Yes I can probably make more money optimizing advertising attribution. But, honestly, I think there's some art in all of us. It's ok to explore it.


I don't care whether you are writing it for money, open source, or simply to make the world a better place. If the purpose of your work involves other people appreciating it, you won't know what they will and will not appreciate it until you put it in front of other people and get feedback about it.


I think this is a discussion about building stuff.

When the idea is just taking form I think getting too many people involved is a mistake. All you need is 2/3 people really invested in the idea. For example: unix

When the idea is near completion I think it's really good to get all the feedback you can.


I agree, software that is designed for users must be tested as soon as possible.

Humans are notoriously bad predictors. For example; That fancy menu system you spent a week making might be completely useless to most users, simple user feedback could have prevented the colossal waste of time...

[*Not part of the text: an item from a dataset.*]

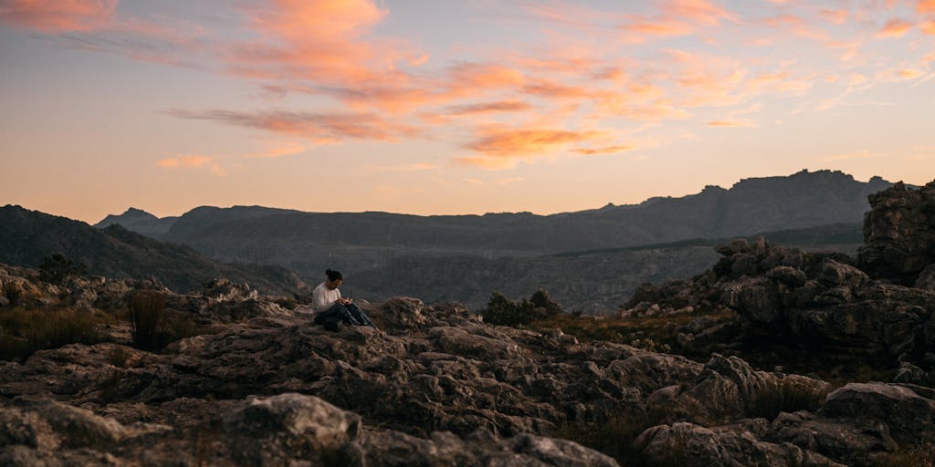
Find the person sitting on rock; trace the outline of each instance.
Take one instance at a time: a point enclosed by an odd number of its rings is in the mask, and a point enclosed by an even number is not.
[[[327,279],[311,292],[314,323],[324,325],[329,331],[338,331],[341,323],[376,328],[364,310],[353,304],[353,300],[341,297],[338,289],[344,282],[341,273],[328,269],[324,275]]]

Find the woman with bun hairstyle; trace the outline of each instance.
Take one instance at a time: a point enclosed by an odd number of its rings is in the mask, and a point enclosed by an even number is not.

One caveat though is that in many situations, there is a lot of bureaucracy and overhead involved with collecting and interpreting user feedback. User feedback is often inconsistent and contradictory, influenced by mistakes in survey design, influenced by time-varying factors. And once it is collected, a lot of different stakeholders inside the company will have conflicting incentives about what the feedback is supposed to mean for priorities and decisions.

In some cases, if someone has a very highly developed sense of aesthetics and design, or can extrapolate from previous user feedback scenarios, then they might be able to come up with designs that users will love even if users wouldn't have thought of it that way ahead of time, or if more generic feedback would never have collated down into actionable decisions that empowered that particular designer.

As I've gone on in my career, I tend to see the value of this more and more, and lose faith that feedback collection mechanisms won't be politically subverted.

One example: I'd say a lot of the feedback about the principal lines of work for TensorFlow from the recent dev summit is wrong-headed, and they should just let Francois Chollet's design aesthetic motivate what gets worked on and how it gets designed, for a while.